Sitting, propped up in bed by pillows, sipping cappuccino— again, with no idea of the passage of time—I said, “You made some sign and said ‘great ancestor’ to my reference to the Ouroboros Serpent. Why?”
“All the species have their totems, their gods or goddesses,” she said. “Adam’s is the Egyptian cat goddess Bast. We all claim at least spiritual descent from such sources. It goes back to the founding of the species, I gather, to give a new people a sense of continuity with ancient things. At least, that’s what is said. It was so long ago, tales get so twisted.”
“It must have taken thousands of years to develop the species and see their numbers reach the point where they could develop a culture.”

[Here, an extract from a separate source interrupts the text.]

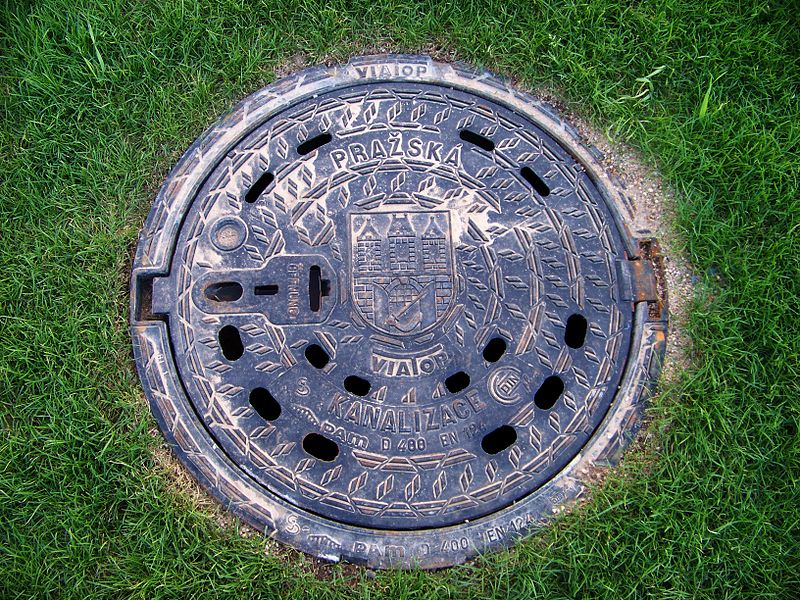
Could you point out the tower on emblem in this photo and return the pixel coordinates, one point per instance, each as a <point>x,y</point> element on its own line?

“Oh, it did. Though the cultures developed quickly when we each were given our own worlds. Some of us mingle with others, of course, on their worlds, as they with us. But having home worlds helped.”
“All that time, though—plus your long lifespans—and you refer to it as an ancient past. It must be from considerably far beyond the twenty-fifth century that you
come.”
“Oh, it is. It is.”
“I’d figured that. This shop—complete with its wish-effect—bespeaks a technology so advanced that it’s close to magic for me. But what was the purpose of enhancing the various species involved in the program your kin
d came out
of?”
“At first, we were useful in dealing with special problems on newly discovered worlds. Then many other unique talents were manifest, and we became welcome citizens.”
“But probably a big social problem first.”
“True. But we achieved equal rights eventually, and grant of the home worlds. Later, we were courted by our old masters to join the Galactic Union as Terran-bloc worlds.”
“I’ll bet. How many Terran species are there?”
“Twenty-eight,” she said. “Adam’s and mine were two of the earliest.”
“A Galactic Union makes it sound like an extremely distant future.”
“Past,” she said. “It is a part of our past.”
“How did the original human race fare?”
“You were a distinct minority in the union at the time of our creation. Our joining the bloc helped you greatly.”
“And later, in your own day, the time from which you departed?”
“Alf, by then it has grown difficult to explain what human is, the body and mind can be shifted about so many ways. If you mean people who could mix easily with people of this day, they are a minority—or several interesting minorities.”
“I find this somewhat depressing. Was the Earth still around in your day?”
“I don’t like discussing this with so many out-of-contexts. But yes, it was around, but in different form. It had been depleted and its components employed for terraforming elsewhere. On the other hand, it was later reconstructed by groups of political nostalgics. More than once. On still another hand, I see now that they got it wrong in many ways. Perhaps we will take you to see some version one day. Perhaps you already have.”
“Cut the insinuations, Glory!”
“Could your present culture provide you with seven clones? Or get them back through time for you?”
I sipped my cappuccino.
“I hadn’t really thought about it that way,” I said. “I guess I was just fixed on the image of all those Alfs.”
“A future connection would seem necessary. The question is, which future?”
“Any candidates?”
“None that I care to discuss.”
“Any idea how we’re going to resolve this thing?” I finally asked.